The following data presents the RNA-Seq data used in this tutorial. This tutorial observes RNA-Seq data of aneuploidy in Yeast (source: https://www.ncbi.nlm.nih.gov/Traces/study/?acc=SRP106028).
Principal component analysis (PCA) suggests gene expression for euploid yeast samples (haploid) clusters distinctly from that of the aneuploid yeast samples (diploid chromosome X).The first two PCs account for ~70% of the variance in expressed genes). Data provided by Mulla et al. (https://elifesciences.org/articles/27991).
A volcano plot of differentially expressed genes between euploid yeast colonies versus aneuploid yeast colonies. The x-axis represents the difference in gene expression between the conditions. False discovery rate (FDR), a method for controlling for multiple testing, is along the y-axis. Each point represents a tested gene (N=3,926). Red points are those reaching genome-wide significance (at FDR0.05, N=3,263). Data provided by Mulla et al. (https://elifesciences.org/articles/27991).
The relative enrichment of chrX for differentially expressed genes suggests the downstream results of this processing pipeline are consistent with biological expectations. The RNA-seq experiment was performed on yeast colonies with an extra chromosome X. Data provided by Mulla et al. (https://elifesciences.org/articles/27991).
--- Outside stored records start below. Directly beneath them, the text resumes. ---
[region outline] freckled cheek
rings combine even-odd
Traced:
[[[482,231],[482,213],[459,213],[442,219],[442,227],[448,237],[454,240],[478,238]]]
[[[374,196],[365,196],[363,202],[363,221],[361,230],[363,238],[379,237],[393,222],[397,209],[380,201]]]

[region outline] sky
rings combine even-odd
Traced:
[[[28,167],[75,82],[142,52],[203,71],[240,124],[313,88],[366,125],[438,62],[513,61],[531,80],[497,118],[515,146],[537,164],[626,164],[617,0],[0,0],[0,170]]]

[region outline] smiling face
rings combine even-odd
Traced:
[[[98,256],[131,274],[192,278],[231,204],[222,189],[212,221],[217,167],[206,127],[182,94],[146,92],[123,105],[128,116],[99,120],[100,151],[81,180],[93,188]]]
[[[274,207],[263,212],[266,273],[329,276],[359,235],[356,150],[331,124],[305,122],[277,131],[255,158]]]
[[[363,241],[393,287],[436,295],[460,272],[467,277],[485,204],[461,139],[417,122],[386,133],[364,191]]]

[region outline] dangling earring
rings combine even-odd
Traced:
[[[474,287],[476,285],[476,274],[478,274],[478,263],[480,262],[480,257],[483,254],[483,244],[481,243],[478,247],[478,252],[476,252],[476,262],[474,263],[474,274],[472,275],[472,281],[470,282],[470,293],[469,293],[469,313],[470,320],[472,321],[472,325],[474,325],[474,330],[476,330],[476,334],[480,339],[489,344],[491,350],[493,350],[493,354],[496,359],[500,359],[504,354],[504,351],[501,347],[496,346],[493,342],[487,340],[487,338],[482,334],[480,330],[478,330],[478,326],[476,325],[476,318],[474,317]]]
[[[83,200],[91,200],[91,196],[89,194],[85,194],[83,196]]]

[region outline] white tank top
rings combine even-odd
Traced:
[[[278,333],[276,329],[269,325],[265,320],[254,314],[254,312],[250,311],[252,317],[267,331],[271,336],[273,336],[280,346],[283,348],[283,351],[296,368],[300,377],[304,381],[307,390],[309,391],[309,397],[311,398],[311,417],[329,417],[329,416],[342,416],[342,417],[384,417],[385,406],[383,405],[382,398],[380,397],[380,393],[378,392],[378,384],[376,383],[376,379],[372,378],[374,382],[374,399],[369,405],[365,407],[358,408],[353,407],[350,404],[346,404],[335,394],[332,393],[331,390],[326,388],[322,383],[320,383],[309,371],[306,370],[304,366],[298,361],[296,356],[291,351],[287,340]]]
The following data presents the ChIP-Seq data used in this tutorial. This tutorial observes ChIP-Seq data of induction by 3-AT in Yeast (source: https://www.ncbi.nlm.nih.gov/Traces/study/?acc=SRP132584).
Distribution of intersected peaks across the yeast genome. This IGV screenshot shows in the bottom row the intersected peaks between the two treatment conditions of the yeast samples. The matching genes with each intersected peak can be analyzed.